In all cases, we trigger and checkpoint all threads, regardless of
PHASE. They are all on the task list and will all get triggered (sent a
signal). However, we let the PHASE1 threads (if any) run before the
others are triggered.

The PHASE1 threads are normally blocked in the kernel, waiting for a
checkpoint request. As you noted, they are "triggered" first if they
exist. All they do in their signal handler code is change the state
(again, you already noted this). It is that change of state that causes
them to leave the blocked state and begin running callbacks that have
been registered with CR_THREAD_CONTEXT. After the checkpoint they resume
blocking in the kernel, ready for the next checkpoint.

If there are no PHASE1 threads, then the PHASE2 and NOPHASE threads are
signaled instead of the PHASE1. However, if there are any PHASE1 threads
in a given process, then BLCR waits until they have finished running
their callbacks and reached do_checkpoint(); this is the purpose of the
"phase_barrier". Only after that is cr_trigger_phase2() called to signal
the remaining (PHASE2 and NOPHASE) threads in the process.
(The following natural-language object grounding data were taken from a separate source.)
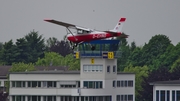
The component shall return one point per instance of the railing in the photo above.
(103, 54)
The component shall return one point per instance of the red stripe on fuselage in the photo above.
(90, 37)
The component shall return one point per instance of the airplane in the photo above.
(83, 34)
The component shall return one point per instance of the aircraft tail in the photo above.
(118, 27)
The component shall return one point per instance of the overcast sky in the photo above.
(145, 18)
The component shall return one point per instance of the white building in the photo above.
(97, 80)
(166, 90)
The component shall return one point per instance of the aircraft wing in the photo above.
(60, 23)
(66, 24)
(122, 35)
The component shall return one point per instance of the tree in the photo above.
(23, 50)
(22, 67)
(36, 46)
(161, 74)
(175, 65)
(19, 67)
(50, 59)
(61, 47)
(9, 53)
(135, 57)
(156, 46)
(140, 72)
(125, 52)
(54, 59)
(3, 96)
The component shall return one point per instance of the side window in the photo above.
(108, 69)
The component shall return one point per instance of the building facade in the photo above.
(166, 90)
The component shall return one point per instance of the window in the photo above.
(173, 95)
(125, 83)
(124, 97)
(162, 96)
(35, 98)
(92, 68)
(118, 97)
(114, 69)
(93, 84)
(122, 83)
(51, 83)
(130, 83)
(178, 95)
(108, 69)
(114, 83)
(18, 84)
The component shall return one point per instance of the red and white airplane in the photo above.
(86, 35)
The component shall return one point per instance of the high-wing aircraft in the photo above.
(83, 34)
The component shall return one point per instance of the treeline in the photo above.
(156, 60)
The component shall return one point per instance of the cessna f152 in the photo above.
(87, 35)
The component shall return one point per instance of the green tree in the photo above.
(9, 53)
(135, 57)
(140, 73)
(36, 46)
(22, 67)
(161, 74)
(125, 52)
(156, 46)
(175, 65)
(50, 59)
(54, 59)
(19, 67)
(23, 50)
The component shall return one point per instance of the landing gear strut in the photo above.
(93, 48)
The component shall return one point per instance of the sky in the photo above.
(145, 18)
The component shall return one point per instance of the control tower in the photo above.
(100, 63)
(98, 70)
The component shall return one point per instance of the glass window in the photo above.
(118, 83)
(108, 68)
(85, 67)
(101, 68)
(89, 68)
(173, 95)
(13, 84)
(90, 84)
(114, 69)
(118, 97)
(177, 95)
(97, 68)
(125, 83)
(29, 84)
(122, 83)
(86, 84)
(114, 82)
(93, 68)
Regarding the signal handler: there is one handler, cri_sig_handler(),
because signal handler registration is per-process, not per-thread.
However, that function calls others depending on the type of the thread:
PHASE1:
The (currently zero or one) thread that libcr creates to run
thread-context callbacks
Changes state to allow thread to wake and run callbacks registered as
CR_THREAD_CONTEXT
PHASE2:
Any application-created thread that has called cr_init()
Runs any callbacks registered as CR_SIGNAL_CONTEXT by the thread
NOPHASE:
This is any application thread that has NOT called cr_init() and
therefore has no thread-specific cri_thread_info structure.
Just calls do_checkpoint() without running any callbacks.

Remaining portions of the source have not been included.